O presente estudo demonstrou que o processo de iontoforese foi bem tolerado e produziu anestesia superficial efetiva em um período de tempo relativamente curto se comparado ao tempo necessário para efeito de outros cremes anestésicos dermatológicos disponíveis no nosso meio. Alguns pacientes referiram leve ardor ou prurido no início do processo, que pode ser controlado com a redução da corrente elétrica aplicada.

A principal limitação do nosso estudo pode se relacionar à amostra reduzida, porém, como a diferença de escores teve grande magnitude, com alta significância estatística, considerase satisfatória para o objetivo deste estudo.

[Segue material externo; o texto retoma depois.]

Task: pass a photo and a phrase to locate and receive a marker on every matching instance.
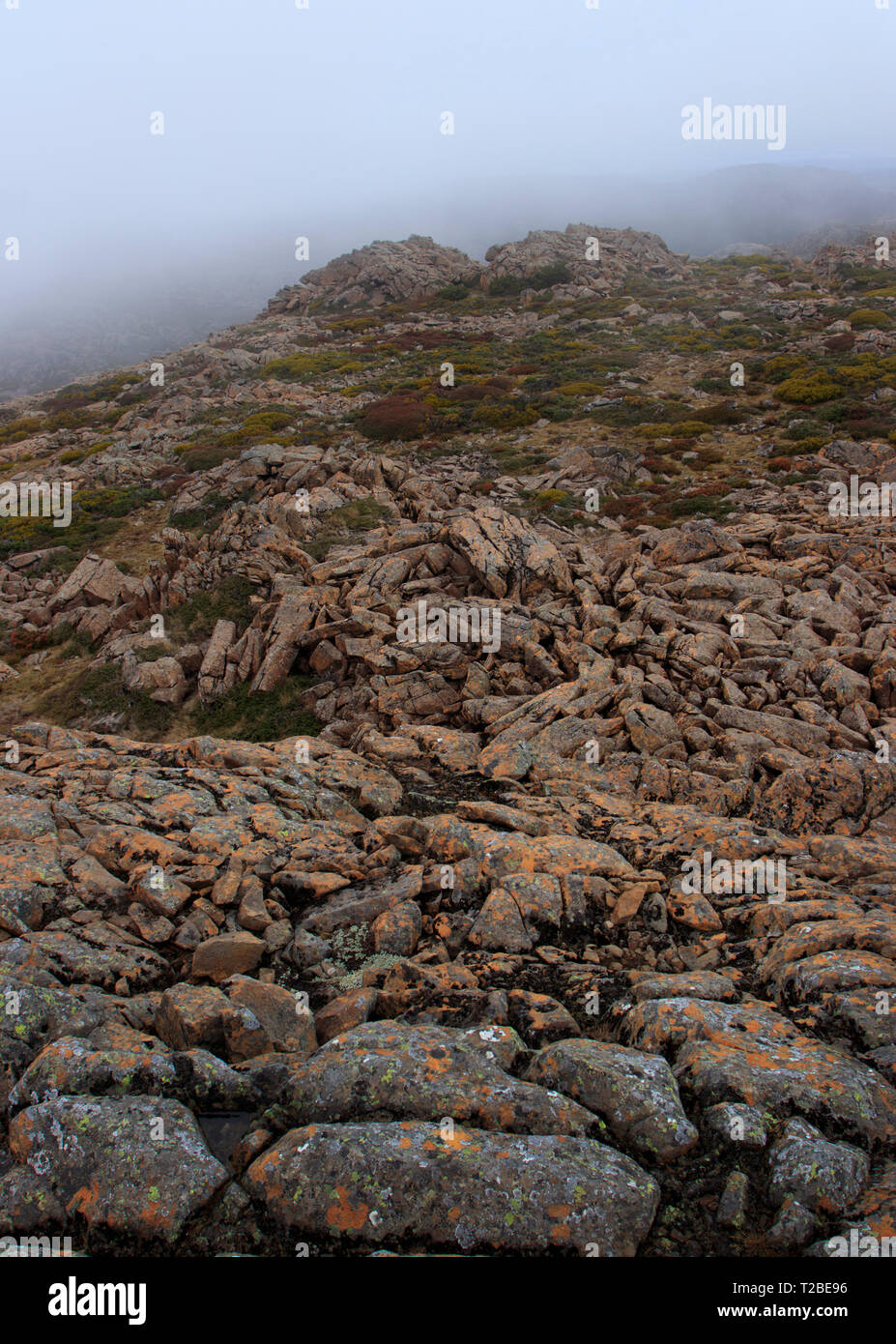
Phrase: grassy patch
(266, 716)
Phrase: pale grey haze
(282, 121)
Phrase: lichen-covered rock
(137, 1167)
(471, 1191)
(634, 1093)
(390, 1070)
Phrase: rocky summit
(447, 785)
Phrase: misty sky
(326, 121)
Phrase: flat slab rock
(636, 1093)
(472, 1191)
(750, 1053)
(137, 1167)
(386, 1070)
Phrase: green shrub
(265, 716)
(809, 389)
(195, 619)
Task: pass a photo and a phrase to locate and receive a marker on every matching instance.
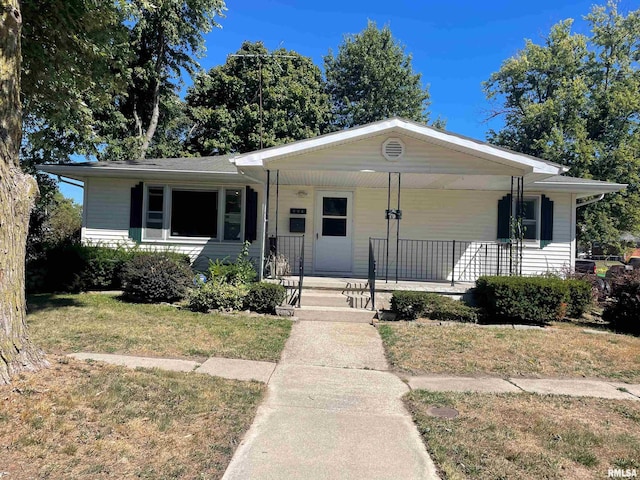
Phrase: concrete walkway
(333, 344)
(332, 412)
(545, 386)
(233, 369)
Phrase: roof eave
(456, 142)
(78, 172)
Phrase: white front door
(333, 225)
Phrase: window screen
(155, 215)
(334, 227)
(232, 214)
(334, 207)
(194, 213)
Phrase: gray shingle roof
(217, 164)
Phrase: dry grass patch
(528, 436)
(84, 420)
(102, 323)
(562, 351)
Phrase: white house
(416, 202)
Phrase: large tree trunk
(17, 194)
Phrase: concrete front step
(334, 314)
(335, 299)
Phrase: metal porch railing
(439, 260)
(286, 258)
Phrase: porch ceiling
(343, 179)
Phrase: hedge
(410, 305)
(75, 268)
(264, 297)
(155, 277)
(623, 314)
(531, 300)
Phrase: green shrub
(217, 295)
(535, 300)
(580, 297)
(74, 268)
(623, 314)
(411, 305)
(241, 271)
(264, 297)
(155, 277)
(451, 310)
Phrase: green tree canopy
(224, 103)
(164, 39)
(71, 67)
(575, 100)
(371, 78)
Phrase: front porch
(339, 293)
(438, 266)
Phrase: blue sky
(455, 44)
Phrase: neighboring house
(458, 204)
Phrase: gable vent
(393, 149)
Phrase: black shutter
(251, 216)
(504, 218)
(546, 222)
(135, 213)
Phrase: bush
(264, 297)
(155, 277)
(535, 300)
(217, 295)
(623, 314)
(411, 305)
(74, 268)
(452, 310)
(581, 296)
(241, 271)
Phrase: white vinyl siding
(107, 206)
(419, 156)
(428, 215)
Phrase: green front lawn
(528, 436)
(102, 323)
(80, 420)
(566, 350)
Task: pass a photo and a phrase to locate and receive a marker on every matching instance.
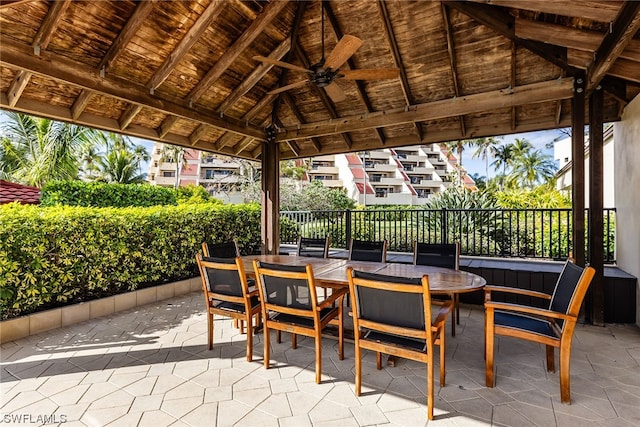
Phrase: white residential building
(399, 176)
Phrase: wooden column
(596, 202)
(270, 231)
(577, 169)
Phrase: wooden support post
(596, 201)
(270, 231)
(577, 170)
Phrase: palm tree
(119, 167)
(503, 155)
(533, 168)
(36, 150)
(485, 148)
(173, 154)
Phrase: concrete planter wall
(43, 321)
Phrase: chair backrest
(221, 250)
(313, 247)
(290, 286)
(571, 288)
(381, 301)
(362, 250)
(222, 277)
(437, 255)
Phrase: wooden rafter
(292, 106)
(269, 13)
(143, 9)
(452, 60)
(573, 38)
(504, 24)
(190, 38)
(255, 76)
(40, 42)
(469, 104)
(322, 94)
(397, 58)
(586, 9)
(622, 31)
(18, 55)
(335, 26)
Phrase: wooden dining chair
(392, 315)
(313, 247)
(290, 303)
(445, 255)
(227, 293)
(552, 326)
(362, 250)
(227, 249)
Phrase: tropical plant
(36, 150)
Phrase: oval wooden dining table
(332, 273)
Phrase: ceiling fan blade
(280, 64)
(287, 87)
(346, 47)
(371, 74)
(335, 92)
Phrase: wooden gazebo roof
(182, 72)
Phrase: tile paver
(149, 366)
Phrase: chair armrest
(335, 294)
(527, 310)
(493, 288)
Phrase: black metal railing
(524, 233)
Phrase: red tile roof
(12, 192)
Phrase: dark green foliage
(60, 255)
(78, 193)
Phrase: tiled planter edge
(21, 327)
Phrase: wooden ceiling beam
(622, 31)
(190, 38)
(247, 84)
(337, 31)
(294, 109)
(452, 60)
(269, 13)
(572, 38)
(143, 9)
(503, 23)
(18, 55)
(622, 68)
(468, 104)
(602, 11)
(322, 94)
(40, 42)
(397, 58)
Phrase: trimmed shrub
(58, 255)
(95, 194)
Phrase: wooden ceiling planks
(183, 72)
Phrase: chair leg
(249, 338)
(210, 330)
(267, 345)
(358, 354)
(318, 339)
(565, 362)
(551, 365)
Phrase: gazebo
(276, 80)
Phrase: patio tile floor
(150, 366)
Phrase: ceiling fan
(324, 73)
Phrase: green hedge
(95, 194)
(57, 255)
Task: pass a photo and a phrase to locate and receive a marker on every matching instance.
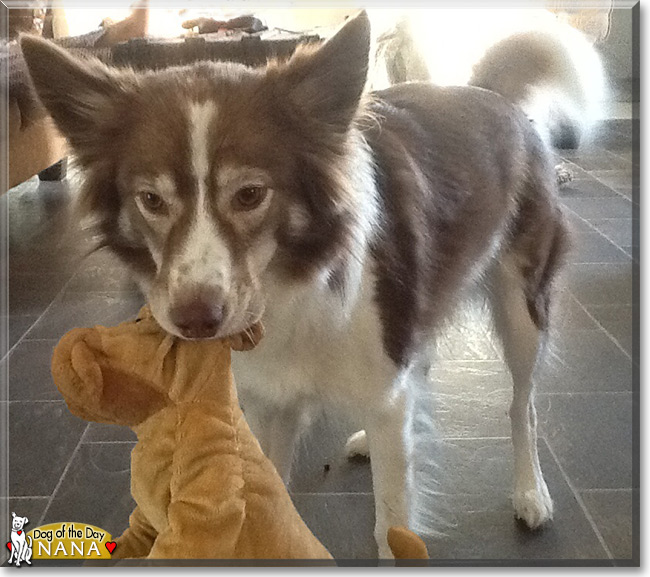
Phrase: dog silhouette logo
(20, 545)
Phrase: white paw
(357, 445)
(534, 507)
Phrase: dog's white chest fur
(316, 349)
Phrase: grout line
(14, 401)
(63, 474)
(581, 503)
(593, 318)
(133, 442)
(540, 393)
(334, 494)
(39, 318)
(594, 229)
(26, 497)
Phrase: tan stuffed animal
(202, 485)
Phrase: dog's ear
(82, 96)
(326, 84)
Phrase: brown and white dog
(349, 224)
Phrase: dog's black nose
(197, 318)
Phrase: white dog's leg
(389, 433)
(277, 429)
(357, 445)
(521, 343)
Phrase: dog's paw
(534, 507)
(357, 445)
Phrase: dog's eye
(152, 202)
(249, 197)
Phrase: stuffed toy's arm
(137, 540)
(189, 535)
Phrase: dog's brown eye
(249, 197)
(152, 201)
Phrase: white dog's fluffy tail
(556, 77)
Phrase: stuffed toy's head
(125, 374)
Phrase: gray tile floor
(62, 468)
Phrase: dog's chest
(315, 349)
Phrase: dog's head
(209, 179)
(17, 523)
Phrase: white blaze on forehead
(204, 257)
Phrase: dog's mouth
(206, 324)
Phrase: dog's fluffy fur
(350, 225)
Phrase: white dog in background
(21, 545)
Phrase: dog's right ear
(82, 96)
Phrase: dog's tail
(556, 77)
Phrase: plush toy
(202, 485)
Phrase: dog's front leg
(389, 435)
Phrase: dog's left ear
(327, 84)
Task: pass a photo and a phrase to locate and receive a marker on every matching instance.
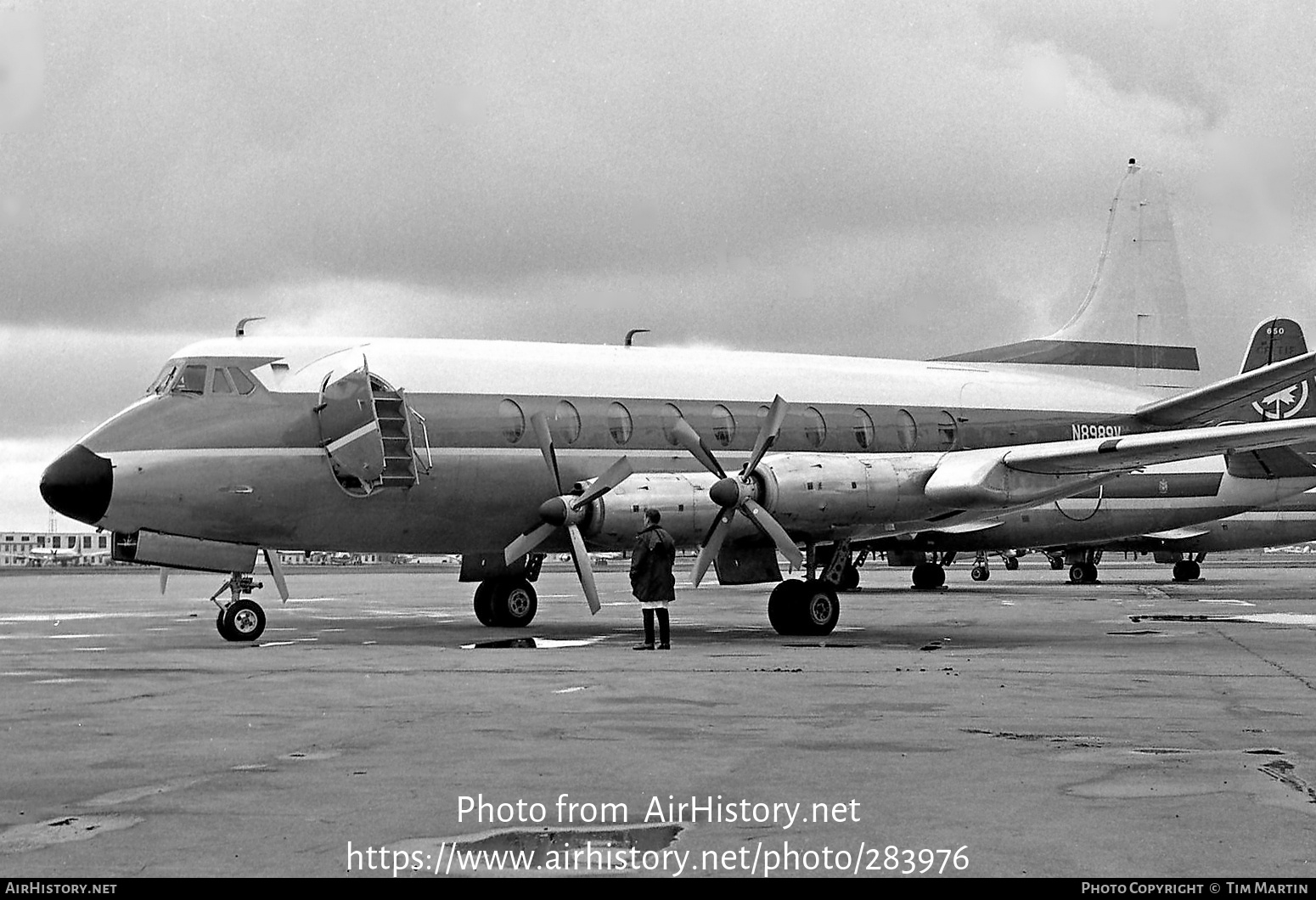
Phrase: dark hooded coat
(650, 565)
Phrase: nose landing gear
(241, 619)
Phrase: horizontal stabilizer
(1177, 533)
(1282, 388)
(968, 528)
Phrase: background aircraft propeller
(739, 492)
(566, 511)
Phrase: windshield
(162, 380)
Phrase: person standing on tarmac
(652, 581)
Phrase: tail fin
(1274, 341)
(1132, 328)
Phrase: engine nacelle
(174, 552)
(682, 499)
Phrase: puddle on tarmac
(533, 644)
(62, 830)
(543, 842)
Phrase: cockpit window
(193, 380)
(220, 383)
(162, 380)
(241, 380)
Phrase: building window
(569, 421)
(863, 430)
(620, 425)
(724, 425)
(514, 420)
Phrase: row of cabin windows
(566, 425)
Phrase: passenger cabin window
(620, 425)
(815, 428)
(514, 420)
(193, 380)
(670, 416)
(863, 432)
(907, 430)
(569, 421)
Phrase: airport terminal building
(54, 549)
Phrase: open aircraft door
(365, 428)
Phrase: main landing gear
(1083, 566)
(241, 619)
(1189, 570)
(505, 601)
(932, 575)
(803, 608)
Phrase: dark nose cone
(78, 485)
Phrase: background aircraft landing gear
(1083, 572)
(507, 601)
(241, 619)
(806, 608)
(928, 577)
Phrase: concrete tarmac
(1017, 727)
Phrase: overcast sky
(877, 177)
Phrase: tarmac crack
(1268, 661)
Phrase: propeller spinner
(566, 511)
(739, 492)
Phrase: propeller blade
(581, 557)
(616, 474)
(689, 438)
(712, 543)
(526, 543)
(768, 435)
(272, 560)
(773, 529)
(541, 430)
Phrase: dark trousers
(663, 627)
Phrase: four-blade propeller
(739, 492)
(566, 511)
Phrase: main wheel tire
(220, 627)
(785, 607)
(514, 603)
(928, 577)
(244, 620)
(818, 608)
(485, 603)
(1186, 570)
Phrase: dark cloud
(883, 179)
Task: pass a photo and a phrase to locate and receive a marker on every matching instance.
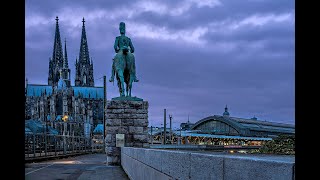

Em vista da eficácia anestésica demonstrada pelo estudo, realizamos duas biópsias por punch seguidas de sutura, utilizando apenas anestesia por iontoforese de lidocaína. A primeira paciente realizou biópsia no antebraço direito, e a segunda, na perna esquerda, sendo que ambas não necessitaram de complementação com anestesia infiltrativa.

Apesar de não ser uma técnica inédita, a aplicação de anestesia tópica por iontoforese para a cirurgia dermatológica não é muito difundida no nosso meio e não encontramos estudos semelhantes na literatura nacional indexada.

O efeito anestésico na região submetida à iontoforese sugere um método eficiente, seguro, bem tolerado e confortável para promover anestesia local não-invasiva, contribuindo para a abordagem cirúrgica de pacientes pediátricos, hiperálgicos, ou com pânico de agulhas.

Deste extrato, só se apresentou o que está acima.